LANAP vs SRP+Periostat+Arestin

This forum made possible through the generous support of SDN members, donors, and sponsors. Thank you.

TSDentSurg

Full Member
10+ Year Member
Joined
Aug 9, 2013
Messages
102
Reaction score
1
What are your views on LANAP as opposed to SRP+Periostat and/or Arestin? I use the latter, simply because I haven't learned LANAP yet (I'll probably learn it in Perio residency), but I find the theory behind it to be intriguing.

What do you believe the role of it is? As a step between SRP+abx and GBR, as a replacement for SRP+abx, what?

I've read some case reports of it obviating the need for GBR in some patients.

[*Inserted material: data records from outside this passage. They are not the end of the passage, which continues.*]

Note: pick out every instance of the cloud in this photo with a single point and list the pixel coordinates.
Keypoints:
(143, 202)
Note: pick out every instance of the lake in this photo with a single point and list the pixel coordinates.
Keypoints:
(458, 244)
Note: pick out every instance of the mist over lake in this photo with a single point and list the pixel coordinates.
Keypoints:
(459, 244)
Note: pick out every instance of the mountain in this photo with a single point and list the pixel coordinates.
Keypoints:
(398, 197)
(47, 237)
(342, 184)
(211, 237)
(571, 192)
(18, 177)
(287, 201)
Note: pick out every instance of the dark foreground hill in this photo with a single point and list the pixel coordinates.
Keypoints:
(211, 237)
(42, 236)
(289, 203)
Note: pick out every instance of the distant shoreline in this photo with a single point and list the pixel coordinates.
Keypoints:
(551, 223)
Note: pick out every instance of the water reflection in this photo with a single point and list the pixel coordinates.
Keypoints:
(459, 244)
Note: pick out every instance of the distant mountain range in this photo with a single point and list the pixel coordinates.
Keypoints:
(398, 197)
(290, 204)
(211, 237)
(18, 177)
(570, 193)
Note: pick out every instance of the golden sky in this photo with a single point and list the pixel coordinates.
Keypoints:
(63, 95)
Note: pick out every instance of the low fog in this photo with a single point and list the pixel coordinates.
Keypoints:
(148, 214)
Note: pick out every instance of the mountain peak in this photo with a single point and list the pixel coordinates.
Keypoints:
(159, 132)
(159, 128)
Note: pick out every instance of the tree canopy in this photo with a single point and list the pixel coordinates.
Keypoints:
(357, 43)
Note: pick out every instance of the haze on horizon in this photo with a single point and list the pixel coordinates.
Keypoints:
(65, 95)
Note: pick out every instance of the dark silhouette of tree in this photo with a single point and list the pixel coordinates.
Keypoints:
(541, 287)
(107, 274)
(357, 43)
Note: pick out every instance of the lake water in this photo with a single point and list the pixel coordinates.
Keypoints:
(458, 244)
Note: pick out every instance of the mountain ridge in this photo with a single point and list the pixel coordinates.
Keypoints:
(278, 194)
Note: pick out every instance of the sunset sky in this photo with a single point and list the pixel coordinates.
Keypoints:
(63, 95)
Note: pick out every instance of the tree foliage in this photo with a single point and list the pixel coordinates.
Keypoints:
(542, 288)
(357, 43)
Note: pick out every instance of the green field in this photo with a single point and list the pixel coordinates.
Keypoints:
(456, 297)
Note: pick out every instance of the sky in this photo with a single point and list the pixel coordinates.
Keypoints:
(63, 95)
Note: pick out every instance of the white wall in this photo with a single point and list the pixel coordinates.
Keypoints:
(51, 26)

It seems like a pretty interesting procedure that could reduce the need for painful and invasive surgery.And lasers are always awesome!

Members don't see this ad.
 
What are your views on LANAP as opposed to SRP+Periostat and/or Arestin? I use the latter, simply because I haven't learned LANAP yet (I'll probably learn it in Perio residency), but I find the theory behind it to be intriguing.

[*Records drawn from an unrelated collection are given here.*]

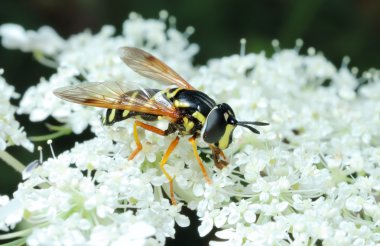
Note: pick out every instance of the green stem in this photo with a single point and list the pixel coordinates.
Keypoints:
(16, 234)
(11, 161)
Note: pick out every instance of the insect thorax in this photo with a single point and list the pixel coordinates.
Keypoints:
(194, 106)
(115, 115)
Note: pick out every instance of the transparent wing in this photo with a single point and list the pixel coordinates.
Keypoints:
(117, 95)
(151, 67)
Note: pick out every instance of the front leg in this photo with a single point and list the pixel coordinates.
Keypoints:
(149, 128)
(216, 154)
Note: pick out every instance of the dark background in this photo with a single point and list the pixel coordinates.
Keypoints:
(337, 28)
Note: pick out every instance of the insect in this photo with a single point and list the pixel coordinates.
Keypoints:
(189, 111)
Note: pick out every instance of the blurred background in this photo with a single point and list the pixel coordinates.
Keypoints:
(337, 28)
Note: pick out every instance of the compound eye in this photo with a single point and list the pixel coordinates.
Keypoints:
(215, 126)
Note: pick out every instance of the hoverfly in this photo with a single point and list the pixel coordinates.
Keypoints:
(189, 111)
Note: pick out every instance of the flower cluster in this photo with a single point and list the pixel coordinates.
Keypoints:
(311, 177)
(11, 133)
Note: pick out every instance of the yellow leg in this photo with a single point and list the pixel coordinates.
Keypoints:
(216, 153)
(194, 145)
(136, 136)
(170, 149)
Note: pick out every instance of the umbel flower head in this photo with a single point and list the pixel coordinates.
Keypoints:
(311, 177)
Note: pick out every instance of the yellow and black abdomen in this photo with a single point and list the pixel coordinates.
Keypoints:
(115, 115)
(193, 106)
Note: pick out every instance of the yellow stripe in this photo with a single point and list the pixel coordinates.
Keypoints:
(187, 124)
(112, 115)
(225, 140)
(199, 116)
(173, 93)
(180, 104)
(125, 113)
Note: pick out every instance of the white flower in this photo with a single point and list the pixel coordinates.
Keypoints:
(45, 40)
(11, 133)
(311, 177)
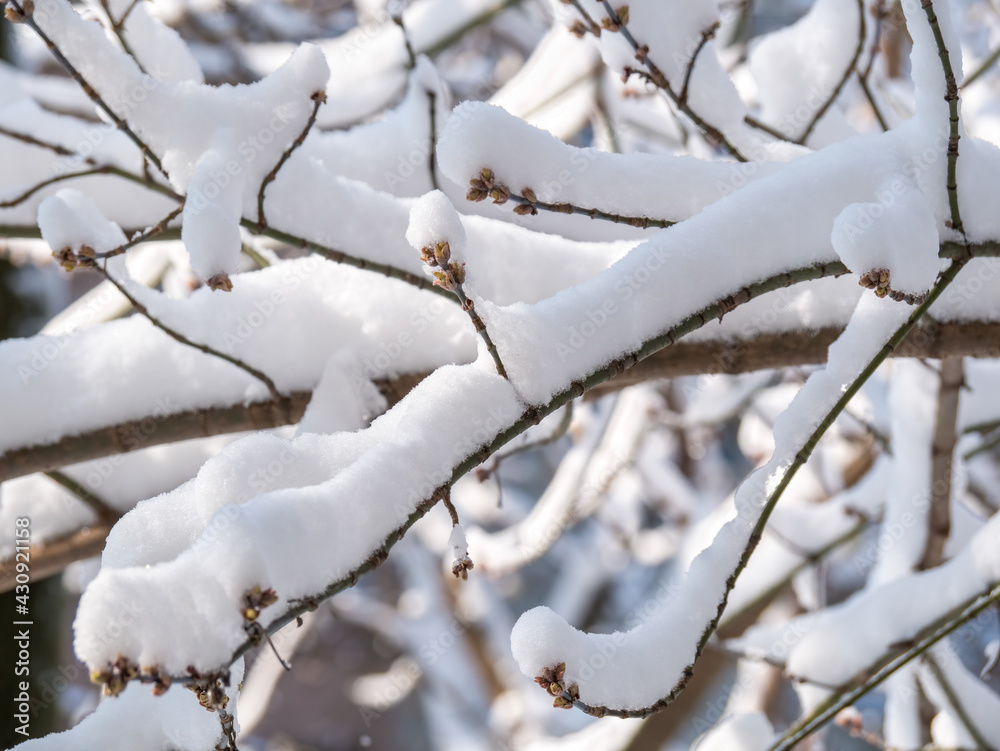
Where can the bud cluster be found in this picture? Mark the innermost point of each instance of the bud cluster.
(486, 186)
(70, 260)
(115, 676)
(878, 280)
(210, 689)
(255, 600)
(552, 680)
(461, 567)
(452, 274)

What do you believe the role of it is? As a step between SRP+abx and GBR, as a replacement for SRP+abx, what?

I've read some case reports of it obviating the need for GBR in some patients.

It seems like a pretty interesting procedure that could reduce the need for painful and invasive surgery.And lasers are always awesome!
LANAP i.e. the LASIK of periodontal gum disease tx. It's an innovative technique requiring innovative technology.

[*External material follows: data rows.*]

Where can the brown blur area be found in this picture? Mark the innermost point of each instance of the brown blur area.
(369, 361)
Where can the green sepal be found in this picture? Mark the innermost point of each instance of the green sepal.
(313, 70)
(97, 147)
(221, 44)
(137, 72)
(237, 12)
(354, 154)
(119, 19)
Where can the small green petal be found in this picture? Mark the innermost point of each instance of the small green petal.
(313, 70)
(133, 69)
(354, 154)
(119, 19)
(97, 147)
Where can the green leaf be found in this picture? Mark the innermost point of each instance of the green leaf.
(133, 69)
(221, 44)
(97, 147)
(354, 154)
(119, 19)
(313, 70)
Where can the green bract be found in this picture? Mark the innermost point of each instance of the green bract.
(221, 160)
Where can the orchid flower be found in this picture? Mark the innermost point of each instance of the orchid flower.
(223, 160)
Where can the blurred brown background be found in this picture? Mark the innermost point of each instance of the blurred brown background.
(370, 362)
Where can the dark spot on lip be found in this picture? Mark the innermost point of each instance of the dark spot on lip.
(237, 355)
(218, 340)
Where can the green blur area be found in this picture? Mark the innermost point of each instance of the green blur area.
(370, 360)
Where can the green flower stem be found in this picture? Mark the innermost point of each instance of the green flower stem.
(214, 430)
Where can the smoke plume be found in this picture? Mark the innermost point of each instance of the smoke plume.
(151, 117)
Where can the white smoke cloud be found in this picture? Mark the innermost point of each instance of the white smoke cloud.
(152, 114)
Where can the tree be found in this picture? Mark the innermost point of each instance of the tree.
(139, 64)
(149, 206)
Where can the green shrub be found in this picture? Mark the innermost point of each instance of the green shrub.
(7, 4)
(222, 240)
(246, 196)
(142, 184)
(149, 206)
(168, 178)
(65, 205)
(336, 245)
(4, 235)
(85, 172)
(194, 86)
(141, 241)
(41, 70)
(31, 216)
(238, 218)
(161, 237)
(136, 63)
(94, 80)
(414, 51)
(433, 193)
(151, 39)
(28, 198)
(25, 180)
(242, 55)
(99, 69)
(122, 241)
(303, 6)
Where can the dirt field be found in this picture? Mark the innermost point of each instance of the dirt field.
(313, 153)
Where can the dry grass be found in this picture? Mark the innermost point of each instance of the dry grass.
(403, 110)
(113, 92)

LANAP is apparently less invasive, reduces number of visits, and yields more consistent results. Seems like there are advantages in treating gum disease via regeneration rather than resectioning. Yay! Blasting bacteria with lasers while leaving healthy tissues intact.

SRP on the other hand, is a scaling technique.

The disadvantages I see here is that SRP alone can only get rid of plaque as far down into the gum line, and this technique doesn't seem less invasive at all. However, throwing ARESTIN into the equation provides antibiotic treatment which allows for residual bacteria to be killed/removed where SRP alone couldn't. Also, the therapeutic effects of ARESTIN is relatively continual even after the visit, but briefly.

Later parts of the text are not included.